Вспыхнула молния. Я ничего не увидел. Лубум! Вторая молния. И тут замерцала сотня маленьких глазок, уставившихся прямо на меня. Инстинктивно подавшись назад, я чуть не упал. Крысы стояли, застыв в неподвижности под проливным дождем, замершие, словно на выжженной молнией фотографии: все стоящие на задних лапках, все с мордами, повернутыми в одну сторону. Лубум! Зато двигалась кувалда Молота Тьмечи, и с его ударом по животным прошлась волна-дрожь, словно бы кто-то смял и рванул этот снимок. Сердце подскочило прямо к горлу. А ведь что, собственно, произошло потом с грызунами, используемыми Сашей Павличем для теслектрических опытов? Здесь, в Обсерватории, все осталось так, как и в день бегства Николы Теслы. Действовал прототип Молота, подключенный зимназовыми кабелями к токоприемникам, выкачивающим теслектрическую энергию с Дорог Мамонтов. Животных, скорее всего, никто из клеток не выпустил, они оставались закрытыми. Но — действовал прототип Молота. Хватило одного пика теслектрической волны… Лубум!

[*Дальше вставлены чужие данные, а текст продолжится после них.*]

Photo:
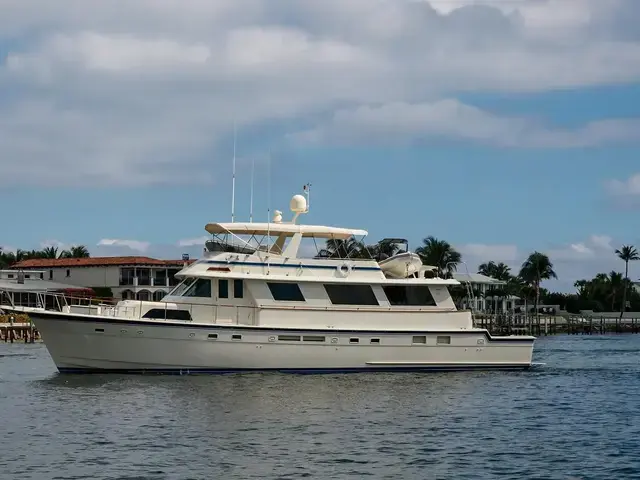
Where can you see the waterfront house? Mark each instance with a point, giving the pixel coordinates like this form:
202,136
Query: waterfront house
23,288
482,300
132,277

Сейчас на этих кабелях висели гирлянды всякого мусора, связки странным образом скрученных проводов с запутавшимися в них талисманами людской цивилизации: карандашами, пишущими ручками, монетами, ключами, отвертками, гребешками, зубочистками, пакетиками, моноклями, пружинами и сотни других мелочей.
Я медленно отступал от окна, боясь сорвать ту удивительную связь, удерживающую крыс в стадном ступоре. В конце концов, ее разрубила стена. Тогда я повернулся и побежал к выходу, спотыкаясь на крупных кусках мусора и сбивая себе голени.
Судя по отзвукам выстрелов, заглушаемым дождем, уличные бои переместились к востоку, к Северному Вокзалу. Я перебежал на южную сторону Главной. Где-то через две сотни шагов я прошел мимо остатков баррикады, перегораживавшей мостовую и тротуары. На мостовой рядом валялись мертвая лошадь и мертвая собака, что походило на композицию, достойную Гойи. Я засмотрелся на нее. Пуля взвизгнула рядом, отразившись рикошетом от булыжника. Я бросился в арку проезда. Оказалось, что во дворе-колодце прячется пара эсеров, один под сорочкой истекал кровью, другой — с тремя револьверами за поясом, причем, барабаны во всех трех были пусты. Эсеры показали мне проход в задней калитке, ведущей в западный проулок и посоветовали держаться ангарской стороны. Кто это стреляет, спросил я у них. Те не знали. А почему в окнах нигде нет света? Люди боятся, прячутся за тьвечками. Вы выглядывайте пятна тьвета, там идет бой.